Sancionada pelo governador Tarcísio de Freitas, a nova lei publicada no Diário Oficial do Estado de São Paulo garante aos moradores de condomínios residenciais e comerciais em São Paulo o direito de instalar carregadores individuais para veículos elétricos em vagas privativas. A norma, formalizada na quinta-feira (19), define critérios técnicos para evitar negativas sem fundamentação e acompanha o avanço da mobilidade elétrica no estado.

Pela lei, o condômino poderá providenciar a instalação por conta própria, desde que a vaga seja exclusivamente de seu uso e que o síndico ou a administração seja comunicado com antecedência.
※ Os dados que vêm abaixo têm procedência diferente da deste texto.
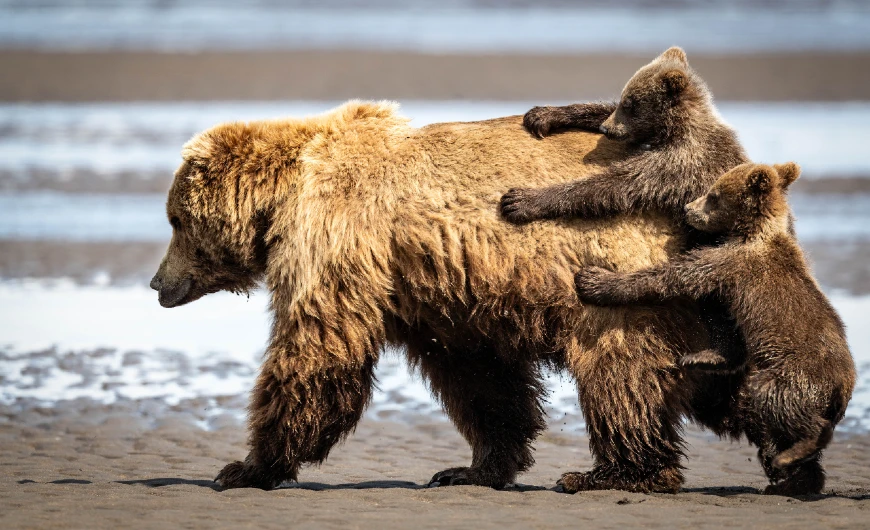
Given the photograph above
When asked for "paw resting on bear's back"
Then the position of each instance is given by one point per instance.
(590, 283)
(539, 121)
(521, 205)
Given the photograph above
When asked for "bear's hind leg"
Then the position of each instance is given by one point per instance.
(300, 408)
(632, 402)
(494, 403)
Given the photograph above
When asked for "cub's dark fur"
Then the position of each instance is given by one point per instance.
(679, 147)
(800, 373)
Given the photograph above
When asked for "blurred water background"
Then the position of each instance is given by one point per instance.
(97, 98)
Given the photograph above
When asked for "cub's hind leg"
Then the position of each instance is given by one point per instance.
(495, 404)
O procedimento deverá obedecer à capacidade elétrica do edifício, às exigências da concessionária responsável pelo fornecimento de energia e às normas técnicas da Associação Brasileira de Normas Técnicas (ABNT). A execução do serviço somente poderá ser feita por profissional habilitado, com emissão de ART ou RRT.

A legislação autoriza os condomínios a definirem padrões técnicos e critérios de segurança para organizar as instalações, incluindo especificações sobre execução, localização dos pontos e medidas preventivas. Também poderão ser estabelecidos trâmites administrativos, como prazos para análise de pedidos, lista de documentos a serem apresentados e regras para rateio do consumo de energia. Caberá ainda ao condomínio disciplinar a responsabilidade por eventuais danos à rede interna ou às áreas comuns.

A norma, porém, impede que a instalação seja proibida de forma genérica ou por simples deliberação interna. Qualquer negativa deverá ser fundamentada tecnicamente, com apresentação de justificativa formal. Caso o morador considere o veto indevido, terá direito de recorrer a órgãos competentes para assegurar a realização do serviço.

O texto também direciona atenção ao futuro do setor imobiliário: empreendimentos aprovados após a vigência da lei terão de ser planejados com infraestrutura básica capaz de suportar a instalação de pontos de recarga. A proposta é antecipar a demanda crescente por veículos elétricos e reduzir gastos e evitar conflitos para quem decidir adotar essa tecnologia nos próximos anos.